I'm dead certain that Claude will be able to produce plausibly correct spreadsheets. How important is accuracy to you? How life-critical is the end result? What are your odds, with the current auditing workflow?
Okay! Now! Half of the users just got laid off because management thinks Claude is Good Enough. How about now?
I'd say the vast majority of Excel users in business are working off of a CSV sent from their database/ERP team or exported from a self-serve analytics tool and using pivot tables to do the heavy lifting, where it's nearly impossible to get something wrong. Investment banks and trading desks are different, and usually have an in-house IT team building custom extensions into Excel or training staff to use bespoke software. That's still a very small minority of Excel users.
LLMs are getting quite good at reviewing the results and implementations, though
Not really, they're only as good as their context and they do miss and forget important things. It doesn't matter how often, because they do, and they will tell you with 100% confidence and with every synonym of "sure" that they caught it all. That's the issue.
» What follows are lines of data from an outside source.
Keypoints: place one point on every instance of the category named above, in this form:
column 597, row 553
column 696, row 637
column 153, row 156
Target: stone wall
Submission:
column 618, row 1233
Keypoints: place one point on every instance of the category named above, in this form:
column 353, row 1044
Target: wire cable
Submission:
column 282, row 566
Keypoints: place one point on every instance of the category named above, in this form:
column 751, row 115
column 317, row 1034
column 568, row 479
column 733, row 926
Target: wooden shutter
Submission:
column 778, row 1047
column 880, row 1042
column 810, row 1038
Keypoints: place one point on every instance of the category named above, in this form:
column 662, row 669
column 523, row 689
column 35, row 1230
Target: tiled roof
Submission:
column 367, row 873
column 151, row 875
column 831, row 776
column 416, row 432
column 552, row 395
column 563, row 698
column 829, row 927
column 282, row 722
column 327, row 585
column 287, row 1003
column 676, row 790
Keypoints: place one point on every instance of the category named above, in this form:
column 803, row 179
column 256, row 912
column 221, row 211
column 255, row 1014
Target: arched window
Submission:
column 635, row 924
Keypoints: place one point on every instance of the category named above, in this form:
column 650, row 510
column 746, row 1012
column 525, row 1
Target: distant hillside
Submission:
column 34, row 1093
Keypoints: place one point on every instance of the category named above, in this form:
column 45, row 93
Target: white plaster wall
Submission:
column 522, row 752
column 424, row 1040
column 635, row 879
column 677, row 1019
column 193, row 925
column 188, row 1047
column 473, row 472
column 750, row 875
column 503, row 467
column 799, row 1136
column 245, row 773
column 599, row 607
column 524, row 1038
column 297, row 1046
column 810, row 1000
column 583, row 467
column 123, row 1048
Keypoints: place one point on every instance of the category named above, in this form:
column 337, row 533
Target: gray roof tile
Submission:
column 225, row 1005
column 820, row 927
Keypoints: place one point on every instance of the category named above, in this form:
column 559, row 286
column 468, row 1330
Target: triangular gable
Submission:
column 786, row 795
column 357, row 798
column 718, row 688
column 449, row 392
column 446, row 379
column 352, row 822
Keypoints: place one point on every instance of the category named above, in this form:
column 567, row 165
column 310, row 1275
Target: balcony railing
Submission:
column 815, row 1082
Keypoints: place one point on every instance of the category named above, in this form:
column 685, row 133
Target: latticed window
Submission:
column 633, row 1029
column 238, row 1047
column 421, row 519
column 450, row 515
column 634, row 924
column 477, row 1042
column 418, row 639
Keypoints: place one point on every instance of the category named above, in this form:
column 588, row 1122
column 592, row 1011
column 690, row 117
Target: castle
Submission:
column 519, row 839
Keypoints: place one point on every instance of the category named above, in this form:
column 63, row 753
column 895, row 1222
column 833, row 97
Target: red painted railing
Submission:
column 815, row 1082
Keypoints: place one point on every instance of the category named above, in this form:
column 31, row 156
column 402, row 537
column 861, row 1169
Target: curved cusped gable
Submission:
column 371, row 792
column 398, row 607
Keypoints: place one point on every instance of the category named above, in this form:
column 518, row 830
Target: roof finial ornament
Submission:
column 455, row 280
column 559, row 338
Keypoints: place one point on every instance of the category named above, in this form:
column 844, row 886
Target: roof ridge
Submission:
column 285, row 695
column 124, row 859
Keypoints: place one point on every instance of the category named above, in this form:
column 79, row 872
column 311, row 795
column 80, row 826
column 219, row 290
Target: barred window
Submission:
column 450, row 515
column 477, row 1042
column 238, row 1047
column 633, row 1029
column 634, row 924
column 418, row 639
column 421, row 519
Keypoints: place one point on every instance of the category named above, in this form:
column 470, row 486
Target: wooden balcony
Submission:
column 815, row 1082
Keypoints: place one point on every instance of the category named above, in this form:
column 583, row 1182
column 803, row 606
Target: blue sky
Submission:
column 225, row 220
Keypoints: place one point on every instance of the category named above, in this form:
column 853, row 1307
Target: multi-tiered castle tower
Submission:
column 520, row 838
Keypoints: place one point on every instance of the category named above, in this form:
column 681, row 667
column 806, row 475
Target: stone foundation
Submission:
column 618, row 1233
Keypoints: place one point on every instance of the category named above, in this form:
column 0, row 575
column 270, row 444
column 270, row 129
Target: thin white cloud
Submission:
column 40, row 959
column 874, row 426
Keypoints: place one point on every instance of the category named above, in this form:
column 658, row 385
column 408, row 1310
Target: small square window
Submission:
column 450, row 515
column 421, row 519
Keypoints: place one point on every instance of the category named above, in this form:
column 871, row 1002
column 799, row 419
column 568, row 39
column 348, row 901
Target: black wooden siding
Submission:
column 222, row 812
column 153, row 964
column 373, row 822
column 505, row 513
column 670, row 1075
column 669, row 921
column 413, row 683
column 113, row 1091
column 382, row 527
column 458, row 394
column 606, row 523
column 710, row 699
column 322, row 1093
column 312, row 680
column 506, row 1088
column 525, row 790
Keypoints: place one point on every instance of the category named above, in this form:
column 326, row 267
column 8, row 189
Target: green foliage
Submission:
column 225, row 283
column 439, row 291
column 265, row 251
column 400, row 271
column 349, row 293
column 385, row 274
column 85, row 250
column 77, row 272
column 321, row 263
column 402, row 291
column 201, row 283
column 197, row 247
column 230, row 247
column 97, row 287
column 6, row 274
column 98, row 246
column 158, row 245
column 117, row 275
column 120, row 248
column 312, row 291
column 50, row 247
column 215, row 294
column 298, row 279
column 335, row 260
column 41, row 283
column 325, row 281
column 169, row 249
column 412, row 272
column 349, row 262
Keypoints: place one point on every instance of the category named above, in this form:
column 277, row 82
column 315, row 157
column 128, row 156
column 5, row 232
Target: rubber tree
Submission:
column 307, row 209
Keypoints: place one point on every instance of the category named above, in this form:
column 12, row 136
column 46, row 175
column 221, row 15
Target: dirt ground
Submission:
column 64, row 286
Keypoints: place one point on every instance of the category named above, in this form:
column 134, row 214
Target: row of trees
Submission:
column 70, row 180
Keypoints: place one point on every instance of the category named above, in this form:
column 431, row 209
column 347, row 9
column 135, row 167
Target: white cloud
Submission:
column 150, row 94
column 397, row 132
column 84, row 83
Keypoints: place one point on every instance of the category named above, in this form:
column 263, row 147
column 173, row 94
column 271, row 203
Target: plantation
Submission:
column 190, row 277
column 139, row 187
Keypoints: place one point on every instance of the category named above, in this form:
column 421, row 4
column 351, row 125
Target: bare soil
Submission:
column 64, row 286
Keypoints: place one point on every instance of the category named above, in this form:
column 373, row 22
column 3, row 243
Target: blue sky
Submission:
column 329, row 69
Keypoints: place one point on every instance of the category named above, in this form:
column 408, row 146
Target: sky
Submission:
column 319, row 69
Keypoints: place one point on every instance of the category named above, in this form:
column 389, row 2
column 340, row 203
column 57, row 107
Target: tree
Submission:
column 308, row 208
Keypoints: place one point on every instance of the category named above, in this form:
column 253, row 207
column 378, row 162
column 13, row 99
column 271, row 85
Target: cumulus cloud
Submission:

I am very confident that these tools are better than the median programmer at code review now. They are certainly much more diligent. An actually useful standard to compare them to is human review, and for technical problems, they definitely pass it. That said, they’re still not great at giving design feedback.
But GPT-5 Pro, and to a certain extent GPT-5 Codex, can spot complex bugs like race conditions, or subtly incorrect logic like memory misuse in C, remarkably well. It is a shame GPT-5 Pro is locked behind a $200/month subscription, which means most people do not understand just how good the frontier models are at this type of task now.